Yilda’s healing isn’t only of the body. She has her rituals:
A bowl of water by the door. Each visitor must breathe into it before entering, leaving their burdens in the surface’s shiver.
Knots of Tidelace cord, woven as she listens. Each knot binds a fragment of pain. When she’s done, she casts the cord into the river.
Three lamps lit: one for the wound, one for the story, one for the unseen.Simple acts. Profound ones. They remind people that healing is as much spirit as flesh, that bodies remember what minds try to forget.

The Mystery of Yilda

To the people of Drakkensund, Yilda is both familiar and unknowable. She binds wounds, feeds the hungry, and listens more than she speaks. But she also walks into the mist without fear, knows the names of herbs no one else remembers, and carries the storm and river in her grey eyes.
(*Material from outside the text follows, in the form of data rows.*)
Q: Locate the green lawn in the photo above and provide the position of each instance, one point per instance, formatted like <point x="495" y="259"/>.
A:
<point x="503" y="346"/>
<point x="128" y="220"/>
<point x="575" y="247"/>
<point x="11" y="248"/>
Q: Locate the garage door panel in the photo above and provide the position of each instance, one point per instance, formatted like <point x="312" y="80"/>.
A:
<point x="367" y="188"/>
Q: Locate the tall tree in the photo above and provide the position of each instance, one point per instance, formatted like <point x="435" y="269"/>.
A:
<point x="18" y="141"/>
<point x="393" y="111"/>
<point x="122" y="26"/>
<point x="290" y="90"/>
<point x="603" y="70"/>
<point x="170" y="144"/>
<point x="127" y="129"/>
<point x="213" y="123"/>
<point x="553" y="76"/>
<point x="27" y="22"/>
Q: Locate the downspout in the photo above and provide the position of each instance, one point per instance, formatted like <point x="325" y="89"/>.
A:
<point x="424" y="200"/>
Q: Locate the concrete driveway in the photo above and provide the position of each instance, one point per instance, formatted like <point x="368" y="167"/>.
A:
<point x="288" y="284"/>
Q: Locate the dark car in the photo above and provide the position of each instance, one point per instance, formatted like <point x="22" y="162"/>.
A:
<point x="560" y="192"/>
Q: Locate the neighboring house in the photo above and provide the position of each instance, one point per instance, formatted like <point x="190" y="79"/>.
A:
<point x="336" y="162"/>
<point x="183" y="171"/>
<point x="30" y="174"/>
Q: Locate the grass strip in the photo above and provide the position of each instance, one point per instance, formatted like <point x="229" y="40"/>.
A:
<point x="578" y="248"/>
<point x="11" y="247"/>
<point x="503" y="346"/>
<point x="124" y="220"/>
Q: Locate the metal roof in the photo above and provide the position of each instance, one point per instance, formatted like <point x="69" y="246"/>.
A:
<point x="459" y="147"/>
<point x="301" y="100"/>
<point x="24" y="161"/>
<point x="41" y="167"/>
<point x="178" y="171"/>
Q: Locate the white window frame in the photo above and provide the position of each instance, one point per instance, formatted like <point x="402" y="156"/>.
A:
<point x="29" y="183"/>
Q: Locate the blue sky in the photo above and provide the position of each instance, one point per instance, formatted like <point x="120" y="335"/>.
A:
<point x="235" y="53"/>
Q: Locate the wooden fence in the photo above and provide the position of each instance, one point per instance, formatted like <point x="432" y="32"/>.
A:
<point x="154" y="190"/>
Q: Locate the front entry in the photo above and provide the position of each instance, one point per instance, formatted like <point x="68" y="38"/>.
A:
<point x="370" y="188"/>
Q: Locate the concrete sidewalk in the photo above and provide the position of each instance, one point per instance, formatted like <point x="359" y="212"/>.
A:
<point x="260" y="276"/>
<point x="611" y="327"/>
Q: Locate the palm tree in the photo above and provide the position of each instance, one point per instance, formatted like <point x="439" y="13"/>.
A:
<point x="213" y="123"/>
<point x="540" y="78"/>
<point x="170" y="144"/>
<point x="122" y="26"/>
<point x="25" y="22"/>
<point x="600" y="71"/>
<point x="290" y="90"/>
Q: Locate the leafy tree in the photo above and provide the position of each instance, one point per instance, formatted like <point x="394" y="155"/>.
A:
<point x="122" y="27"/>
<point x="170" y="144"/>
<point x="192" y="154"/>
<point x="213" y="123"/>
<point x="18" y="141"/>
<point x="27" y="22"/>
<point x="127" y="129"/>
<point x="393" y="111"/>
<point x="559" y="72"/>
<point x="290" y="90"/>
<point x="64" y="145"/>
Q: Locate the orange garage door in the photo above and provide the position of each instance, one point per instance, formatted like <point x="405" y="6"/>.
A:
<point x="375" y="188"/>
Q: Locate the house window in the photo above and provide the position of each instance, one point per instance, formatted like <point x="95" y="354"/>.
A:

Some call her a healer. Some call her a witch. Most simply call her necessary.
When the snow falls heavily and the wolves draw close, when fever or injury strikes, they come to her door. They breathe into her bowl. They watch her weave their pain into knots. They leave with remedies that smell of earth and survival.
They don’t ask questions she won’t answer.
Yilda endures. Drakkensund endures with her.